ABC, CBS and NBC warned that “ice is disappearing fast” and that there “record droughts and huge wildfires” because of rising temperatures. Climate alarmists regularly assert that climate change is causing more droughts and wildfires, despite evidence to the contrary.

CBS used the “hottest month” news to warn glaciers in Montana would soon be gone:  “Evening News” correspondent Ben Tracy fretted over Montana’s Glacier National Park, saying “scientists say human-fueled climate change has made the melt quicker and more extreme” on Aug. 18, 2012. Tracy even warned that “all of these glaciers could be gone in just 10 to 20 years.” A similar report aired on Aug. 27, “This Morning.”

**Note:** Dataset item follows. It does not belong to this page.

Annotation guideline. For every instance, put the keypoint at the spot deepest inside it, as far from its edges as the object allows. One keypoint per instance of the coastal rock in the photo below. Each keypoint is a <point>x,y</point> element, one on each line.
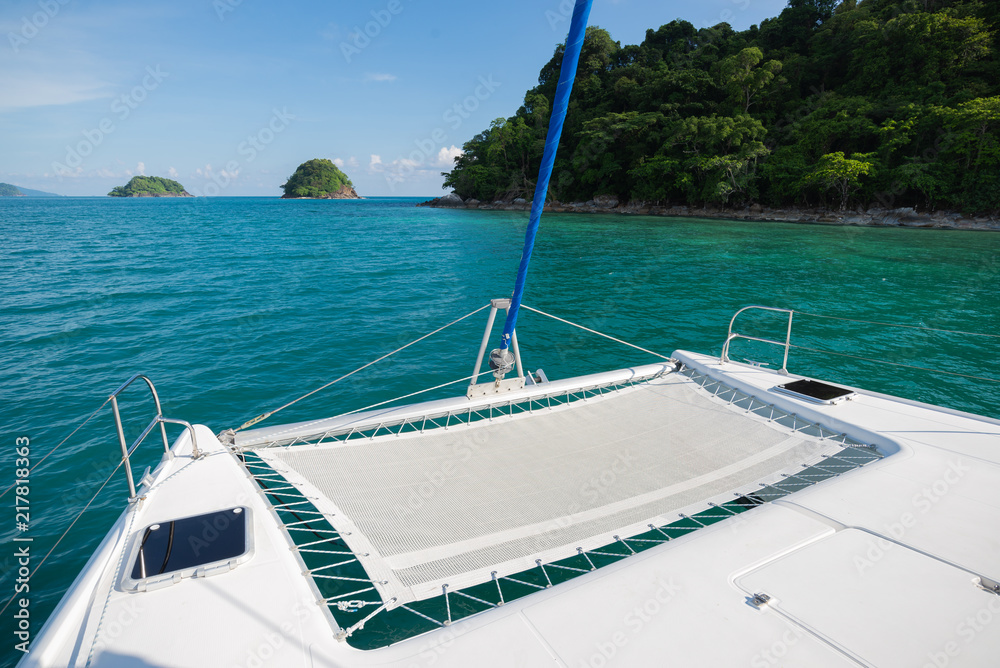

At the time, the networks said that July 2012 was the hottest month since records began in 1895. The previous record had been set in July 1936 during the disastrous dust bowl, and is now the record again, according to NOAA.

The networks’ climate alarmism was sharply undermined on June 30, 2014, when meteorologist Anthony Watts revealed that “As if by magic, and according to NOAA’s own data, July 1936 is now the hottest month on record again.” Strangely, NOAA never explicitly revised their earlier statement, still contending that July 2012 was the “warmest month on record for the nation,” but the agency had revised July 1936’s data to a higher 76.8 degrees Fahrenheit.

So far, the networks have ignored the NOAA revision.